Et surtout une lecture rigoureuse du texte pour comprendre, assimiler et s’approprier les différents images et sensations qu’ont voulu transmettre les auteurs. Le bon lecteur est un relecteur expliquait-il volontiers. Extrait du 4ème de couverture de Littératures II consacrée aux auteurs russes, un écho remarquable de la citation de Mendelsohn ci-dessus :
La littérature doit être émiettée, disséquée, triturée ; vous devez sentir son parfum âcre dans le creux de votre main, vous devez la mastiquer, la rouler sur votre langue avec délices ; alors, et seulement alors, vous apprécierez son incomparable saveur à sa juste valeur, et ces fragments, ces miettes redeviendront un tout dans votre esprit (…)

L’objet littéraire comme positionnement social
Cette vision déconstruite de la littérature offre non seulement une explication satisfaisante pour en comprendre les prodiges. Elle permet aussi de se détacher d’un détournement égotiste de l’objet littéraire consistant à utiliser les livres comme objets de positionnement sociaux. Dostoievski ou Céline pour se positionner comme un jeune homme complexe et torturé ; Sartre pour montrer son engagement politique ; Tchekow pour montrer son goût le théâtre ; l’autofiction dans les années 90 pour montrer sa pertinence sur la littérature post-moderne etc … J’étais très mal à l’aise avec ces prises de position me questionnant sans relâche. Le but de ce grand art littéraire ne pouvait être une chose aussi terriblement superficielle, quoique attendrissante.
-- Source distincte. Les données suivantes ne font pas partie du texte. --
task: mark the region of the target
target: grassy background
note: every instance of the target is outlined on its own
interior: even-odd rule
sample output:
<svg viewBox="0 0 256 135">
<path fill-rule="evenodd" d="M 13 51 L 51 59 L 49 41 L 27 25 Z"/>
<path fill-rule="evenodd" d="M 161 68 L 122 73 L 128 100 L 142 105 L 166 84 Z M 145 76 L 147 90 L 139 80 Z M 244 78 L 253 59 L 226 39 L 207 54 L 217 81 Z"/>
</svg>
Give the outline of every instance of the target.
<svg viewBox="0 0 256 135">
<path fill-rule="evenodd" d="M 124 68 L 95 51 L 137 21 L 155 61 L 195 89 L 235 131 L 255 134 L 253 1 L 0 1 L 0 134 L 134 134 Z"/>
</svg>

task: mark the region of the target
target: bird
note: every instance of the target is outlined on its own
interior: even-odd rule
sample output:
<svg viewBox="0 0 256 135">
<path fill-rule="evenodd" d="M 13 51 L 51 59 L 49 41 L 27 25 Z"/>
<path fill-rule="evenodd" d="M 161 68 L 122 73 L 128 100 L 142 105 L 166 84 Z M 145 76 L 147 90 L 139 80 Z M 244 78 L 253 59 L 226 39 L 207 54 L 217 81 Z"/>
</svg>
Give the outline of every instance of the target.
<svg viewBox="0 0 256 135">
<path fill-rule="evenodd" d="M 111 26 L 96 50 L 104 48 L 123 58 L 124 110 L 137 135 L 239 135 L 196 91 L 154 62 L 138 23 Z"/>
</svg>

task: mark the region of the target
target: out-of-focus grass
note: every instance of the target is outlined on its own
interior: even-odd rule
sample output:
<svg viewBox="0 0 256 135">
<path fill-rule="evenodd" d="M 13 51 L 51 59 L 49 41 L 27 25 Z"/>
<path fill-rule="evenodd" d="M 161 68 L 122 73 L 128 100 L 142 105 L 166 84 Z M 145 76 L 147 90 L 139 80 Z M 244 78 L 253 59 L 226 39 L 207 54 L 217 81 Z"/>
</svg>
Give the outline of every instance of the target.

Non ce ne l’était pas. Bien plus qu’avec tous les autres grands romanciers qui ont rédigé des essais pour décrypter ces mystères (Lodge, Calvino, Kundera pour citer parmi mes auteurs préférés) je compris grâce à Nabokov, dans quelle mesure la littérature était un art à part entière.
Back to work
Tout cela est bel et bien mais quelle analogie avec le monde du travail ? Et bien l’analogie que je vous propose est la suivante : dans les situations complexes du travail comme dans la littérature, l’interprétation n’est pas une vague projection subjective, elle doit procéder d’un examen méticuleux des données.
Les problèmes auxquels nous faisons face chaque jour sur notre lieu de travail ne doivent pas être considérés comme des objets grâce auxquels je me positionne socialement (statut social hiérarchique ou connaissance des “solutions” sur étagère).
Ils doivent être émiettés, disséqués, triturés pour apprécier leur incomparable valeur : celle d’un apprentissage en devenir pour la personne qui, après l’avoir compris, va pouvoir expérimenter une solution issue de son analyse de la situation.